To adhere to anonymization requirements, all relevant repository forks have been provided within the accompanying zip file under the `forks` directory, with the `.git` folders removed. You must manually add these repositories to the `pyproject.toml` file.

This repository uses a highly flexible configuration system. The primary settings for federated and communication-efficient training are defined in `repo/conf/base.yaml`, which references a well-typed schema (`repo/conf/base_schema.py`) validated by pydantic. The model architectures are controlled via composer-compatible files (e.g., `repo/conf/llm_config/smollm-135m.yaml` for the 135M model and `repo/conf/llm_config/smollm-1B.yaml` for the 1.7B model), containing standard composer parameters, seeds for model initialization, and data sampling settings.
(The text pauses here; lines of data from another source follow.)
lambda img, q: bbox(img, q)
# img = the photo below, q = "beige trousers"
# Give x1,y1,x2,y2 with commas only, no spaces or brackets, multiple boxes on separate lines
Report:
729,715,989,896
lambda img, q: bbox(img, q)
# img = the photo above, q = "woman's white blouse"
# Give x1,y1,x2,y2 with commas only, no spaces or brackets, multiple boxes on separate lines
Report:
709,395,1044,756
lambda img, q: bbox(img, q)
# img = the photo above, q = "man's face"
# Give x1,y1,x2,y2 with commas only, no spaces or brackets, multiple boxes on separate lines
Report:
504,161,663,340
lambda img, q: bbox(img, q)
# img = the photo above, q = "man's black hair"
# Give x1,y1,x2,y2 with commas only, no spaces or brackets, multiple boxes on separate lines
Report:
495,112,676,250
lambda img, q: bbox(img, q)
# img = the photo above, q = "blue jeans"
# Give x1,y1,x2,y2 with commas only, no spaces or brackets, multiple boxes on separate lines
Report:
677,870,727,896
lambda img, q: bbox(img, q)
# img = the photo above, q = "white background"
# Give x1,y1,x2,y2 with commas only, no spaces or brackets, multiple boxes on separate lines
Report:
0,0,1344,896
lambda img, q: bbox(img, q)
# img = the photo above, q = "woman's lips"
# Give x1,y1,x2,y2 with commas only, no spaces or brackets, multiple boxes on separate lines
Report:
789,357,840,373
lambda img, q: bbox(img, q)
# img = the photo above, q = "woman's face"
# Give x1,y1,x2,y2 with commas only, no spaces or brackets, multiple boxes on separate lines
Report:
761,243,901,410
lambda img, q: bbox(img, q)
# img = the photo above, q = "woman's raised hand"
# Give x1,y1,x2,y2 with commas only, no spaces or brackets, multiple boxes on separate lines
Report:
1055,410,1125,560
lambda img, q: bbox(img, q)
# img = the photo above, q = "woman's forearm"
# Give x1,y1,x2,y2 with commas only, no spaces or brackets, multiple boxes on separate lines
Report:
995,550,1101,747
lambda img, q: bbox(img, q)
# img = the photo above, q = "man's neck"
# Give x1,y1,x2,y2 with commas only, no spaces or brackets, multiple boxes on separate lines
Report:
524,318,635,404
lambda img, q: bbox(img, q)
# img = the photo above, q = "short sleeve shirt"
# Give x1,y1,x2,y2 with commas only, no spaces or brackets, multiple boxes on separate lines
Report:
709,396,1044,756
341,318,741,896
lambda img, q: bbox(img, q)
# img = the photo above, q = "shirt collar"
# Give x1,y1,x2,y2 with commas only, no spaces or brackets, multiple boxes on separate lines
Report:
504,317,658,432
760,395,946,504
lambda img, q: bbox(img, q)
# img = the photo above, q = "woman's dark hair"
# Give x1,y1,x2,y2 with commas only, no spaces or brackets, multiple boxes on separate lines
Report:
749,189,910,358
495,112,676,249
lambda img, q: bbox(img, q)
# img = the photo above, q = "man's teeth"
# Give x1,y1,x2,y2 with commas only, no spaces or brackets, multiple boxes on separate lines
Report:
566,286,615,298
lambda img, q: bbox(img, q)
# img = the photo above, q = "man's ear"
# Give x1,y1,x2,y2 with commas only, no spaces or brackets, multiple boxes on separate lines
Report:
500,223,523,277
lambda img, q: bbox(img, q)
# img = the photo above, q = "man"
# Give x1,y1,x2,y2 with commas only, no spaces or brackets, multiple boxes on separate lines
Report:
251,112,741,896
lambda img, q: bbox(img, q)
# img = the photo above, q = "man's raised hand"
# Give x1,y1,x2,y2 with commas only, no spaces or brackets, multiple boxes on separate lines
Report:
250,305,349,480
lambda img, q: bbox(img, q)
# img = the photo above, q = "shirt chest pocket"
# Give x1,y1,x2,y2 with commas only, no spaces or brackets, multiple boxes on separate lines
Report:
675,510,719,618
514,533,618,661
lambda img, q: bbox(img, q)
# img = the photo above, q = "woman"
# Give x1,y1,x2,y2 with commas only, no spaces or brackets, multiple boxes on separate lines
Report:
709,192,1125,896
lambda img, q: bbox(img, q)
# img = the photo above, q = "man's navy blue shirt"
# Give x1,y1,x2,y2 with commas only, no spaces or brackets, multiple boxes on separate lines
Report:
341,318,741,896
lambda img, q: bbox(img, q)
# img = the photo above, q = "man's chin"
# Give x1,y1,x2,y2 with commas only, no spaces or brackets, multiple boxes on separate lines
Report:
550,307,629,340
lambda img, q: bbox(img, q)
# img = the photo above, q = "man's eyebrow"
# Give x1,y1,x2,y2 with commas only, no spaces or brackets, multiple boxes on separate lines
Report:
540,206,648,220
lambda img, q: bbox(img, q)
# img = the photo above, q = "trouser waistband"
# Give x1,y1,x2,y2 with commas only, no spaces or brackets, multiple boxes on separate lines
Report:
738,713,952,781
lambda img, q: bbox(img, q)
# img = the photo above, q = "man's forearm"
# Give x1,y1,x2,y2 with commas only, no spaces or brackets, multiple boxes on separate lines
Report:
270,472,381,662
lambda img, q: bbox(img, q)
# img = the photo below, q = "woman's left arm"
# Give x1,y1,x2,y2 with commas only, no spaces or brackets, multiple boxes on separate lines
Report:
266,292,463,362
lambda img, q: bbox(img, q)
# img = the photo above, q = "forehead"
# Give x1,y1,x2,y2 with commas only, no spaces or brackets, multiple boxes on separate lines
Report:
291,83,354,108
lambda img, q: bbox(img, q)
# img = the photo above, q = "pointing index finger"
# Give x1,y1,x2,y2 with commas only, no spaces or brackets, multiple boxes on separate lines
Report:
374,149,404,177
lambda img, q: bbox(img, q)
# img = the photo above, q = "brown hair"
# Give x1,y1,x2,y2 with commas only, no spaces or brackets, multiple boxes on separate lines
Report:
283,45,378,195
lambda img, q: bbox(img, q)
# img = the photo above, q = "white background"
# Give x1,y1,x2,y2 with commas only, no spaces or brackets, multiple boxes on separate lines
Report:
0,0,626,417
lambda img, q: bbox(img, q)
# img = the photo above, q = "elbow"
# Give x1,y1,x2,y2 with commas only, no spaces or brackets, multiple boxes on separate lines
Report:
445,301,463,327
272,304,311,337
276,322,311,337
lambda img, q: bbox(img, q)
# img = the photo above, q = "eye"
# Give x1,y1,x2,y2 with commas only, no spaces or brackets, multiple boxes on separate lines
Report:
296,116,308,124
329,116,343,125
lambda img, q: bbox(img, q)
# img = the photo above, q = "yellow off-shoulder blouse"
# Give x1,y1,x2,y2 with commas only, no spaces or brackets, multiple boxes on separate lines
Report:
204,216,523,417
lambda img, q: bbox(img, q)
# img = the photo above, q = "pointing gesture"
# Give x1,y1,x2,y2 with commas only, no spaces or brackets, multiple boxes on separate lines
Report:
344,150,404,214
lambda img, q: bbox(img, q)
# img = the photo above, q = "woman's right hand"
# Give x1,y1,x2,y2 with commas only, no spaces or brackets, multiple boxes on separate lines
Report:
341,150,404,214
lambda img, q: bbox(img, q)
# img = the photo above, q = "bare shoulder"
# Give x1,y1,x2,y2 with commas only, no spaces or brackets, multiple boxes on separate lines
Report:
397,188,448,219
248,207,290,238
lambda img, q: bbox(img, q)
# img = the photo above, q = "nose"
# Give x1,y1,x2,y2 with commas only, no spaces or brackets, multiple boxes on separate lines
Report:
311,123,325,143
For experiments detailed in our paper, the critical configuration parameters within `base.yaml` are:

- `fl.n_local_steps`: Defines the base synchronization period.
- `fl.parameter_scheduler_kwargs`: Dictates synchronization periods for parameters (`PARAMETERS`), first momentum (`EXP_AVG`), and second momentum (`EXP_AVG_SQ`), expressed as multiples of the base period.

The default values run Local Adam with `K=fl.n_local_steps`. To configure custom synchronization frequencies (`K_x, K_u, K_v`), find their greatest common divisor (GCD), set `fl.n_local_steps` to this GCD, then configure each state accordingly:


- `fl.parameter_scheduler_kwargs.PARAMETERS = K_x / GCD`
- `fl.parameter_scheduler_kwargs.EXP_AVG = K_u / GCD`
- `fl.parameter_scheduler_kwargs.EXP_AVG_SQ = K_v / GCD`


The dataset streaming configuration relies on a compatible AWS S3 service (we use MinIO). The script `scripts/convert_hf_dataset_to_mds_smollm_corpus.sh` demonstrates how to download, convert, and upload datasets to S3-compatible storage. Alternatively, you may adapt this script for local use, but robustness cannot be guaranteed.

Data distribution across workers is defined in `repo/conf/dataset/streams`. Each list element under `client_streams:` corresponds directly to a worker. For example:

* IID setup: `repo/conf/dataset/streams/smollm_corpus_4_clients_iid.yaml`
* Non-IID setup: `repo/conf/dataset/streams/smollm_corpus_4_clients_non_iid.yaml`

These configurations reference shared constants and sampling algorithms defined in `repo/conf/dataset/smollm-corpus-shared.yaml` ([Mosaic sampling details](https://docs.mosaicml.com/projects/streaming/en/latest/dataset_configuration/replication_and_sampling.html)), also providing the seed for data sampling.

Example experiment runs are provided via scripts under `scripts/neurips/`:

* IID experiments (135M model): `scripts/neurips/sweep_iid.sh` (which calls `run_sweep_opt_iid_135M.sh`).
* To modify model size, replace `SMOLLM_135M` with `SMOLLM_1B`, adjust the model configuration file accordingly, and set parameters as needed.
* To change data distribution, update `smollm_corpus_4_clients_iid` to the desired stream file.
* Standard DDP experiments: change the script from `repo_base_independent.sh` to `base_centralised_training.sh` and set `global_train_batch_size` to 1024.

These instructions ensure accurate replication of our experiments, provided configurations and adjustments are applied carefully.